10/01 Bundes-Verfassungsgesetz (B-VG)
10/07 Verwaltungsgerichtshof

Norm

B-VG Art135 Abs2
B-VG Art135 Abs3
B-VG Art83 Abs2
VwGG §42 Abs2 Z2

Beachte

Miterledigung (miterledigt bzw zur gemeinsamen Entscheidung verbunden):Ra 2019/01/0447

Betreff

Der Verwaltungsgerichtshof hat durch den Vorsitzenden Senatspräsident Dr. Blaschek sowie die Hofräte Dr. Kleiser und Mag. Brandl als Richter, unter Mitwirkung der Schriftführerin Mag.a Kienesberger, über die Revisionen 1. des D A, und

2. der D A, beide vertreten durch Mag.a Julia Kolda, Rechtsanwältin in 1030 Wien, Landstraßer Hauptstraße 95/1/4, gegen das am 11. März 2019 verkündete und am 17. Mai 2019 ausgefertigte Erkenntnis des Bundesverwaltungsgerichts, Zlen. 1.) L518 2163890- 1/33E und 2.) L518 2191122-1/13E, betreffend Angelegenheiten nach dem AsylG 2005 (belangte Behörde vor dem Verwaltungsgericht: Bundesamt für Fremdenwesen und Asyl), zu Recht erkannt:

Spruch

Das angefochtene Erkenntnis wird wegen Rechtswidrigkeit infolge Unzuständigkeit des Verwaltungsgerichtes aufgehoben.

Der Bund hat den Revisionswerbern jeweils Aufwendungen in der Höhe von EUR 1.106,40 binnen zwei Wochen bei sonstiger Exekution zu ersetzen.

Begründung

Vorgeschichte

1 Die Revisionswerber sind türkische Staatsangehörige.

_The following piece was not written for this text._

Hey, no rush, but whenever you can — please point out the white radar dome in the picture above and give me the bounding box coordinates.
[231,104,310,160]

Der Erstrevisionswerber ist der Vater der minderjährigen Zweitrevisionswerberin und besitzt darüber hinaus auch die syrische Staatsangehörigkeit.

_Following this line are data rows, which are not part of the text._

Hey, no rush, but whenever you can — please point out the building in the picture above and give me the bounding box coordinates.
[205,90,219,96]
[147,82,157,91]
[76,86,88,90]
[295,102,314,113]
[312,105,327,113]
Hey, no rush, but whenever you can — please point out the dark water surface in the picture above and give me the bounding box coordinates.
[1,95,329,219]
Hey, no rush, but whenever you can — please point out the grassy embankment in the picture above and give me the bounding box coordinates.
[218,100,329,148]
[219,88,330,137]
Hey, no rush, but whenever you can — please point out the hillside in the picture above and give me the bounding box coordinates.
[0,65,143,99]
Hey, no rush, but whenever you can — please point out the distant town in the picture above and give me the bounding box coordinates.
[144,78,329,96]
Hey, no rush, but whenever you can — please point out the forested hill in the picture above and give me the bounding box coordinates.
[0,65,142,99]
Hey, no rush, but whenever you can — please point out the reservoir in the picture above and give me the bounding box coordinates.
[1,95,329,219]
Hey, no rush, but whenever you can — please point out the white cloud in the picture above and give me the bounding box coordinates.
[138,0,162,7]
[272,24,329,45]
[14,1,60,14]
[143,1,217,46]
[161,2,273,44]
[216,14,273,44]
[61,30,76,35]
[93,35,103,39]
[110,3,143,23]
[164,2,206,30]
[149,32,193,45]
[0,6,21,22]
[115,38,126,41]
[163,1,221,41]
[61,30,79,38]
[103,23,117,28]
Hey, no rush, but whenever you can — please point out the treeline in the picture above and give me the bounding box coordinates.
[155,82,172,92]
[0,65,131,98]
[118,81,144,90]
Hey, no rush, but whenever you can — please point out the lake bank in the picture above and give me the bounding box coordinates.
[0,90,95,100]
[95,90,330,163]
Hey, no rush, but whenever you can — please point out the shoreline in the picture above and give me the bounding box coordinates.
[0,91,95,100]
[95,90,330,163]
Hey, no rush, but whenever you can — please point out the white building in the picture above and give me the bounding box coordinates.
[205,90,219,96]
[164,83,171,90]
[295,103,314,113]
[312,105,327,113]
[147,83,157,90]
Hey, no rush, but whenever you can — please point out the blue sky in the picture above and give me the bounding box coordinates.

2 Die Revisionswerber erhoben gegen die mit Bescheiden des Bundesamtes für Fremdenwesen und Asyl (BFA) vom 21. Juni 2017 (Erstrevisionswerber) bzw. 21. Februar 2018 (Zweitrevisionswerberin) erfolgte Abweisung ihrer Anträge auf internationalen Schutz samt darauf aufbauenden Absprüchen jeweils Beschwerde an das Bundesverwaltungsgericht (BVwG).

3 Die Beschwerden langten beim BVwG am 11. Juli 2017 (Erstrevisionswerber) bzw. am 3. April 2018 (Zweitrevisionswerberin) ein.

4 Mit dem angefochtenen Erkenntnis wurden die Beschwerden der Revisionswerber als unbegründet abgewiesen und ausgesprochen, dass die Revision gemäß Art. 133 Abs. 4 B-VG nicht zulässig sei.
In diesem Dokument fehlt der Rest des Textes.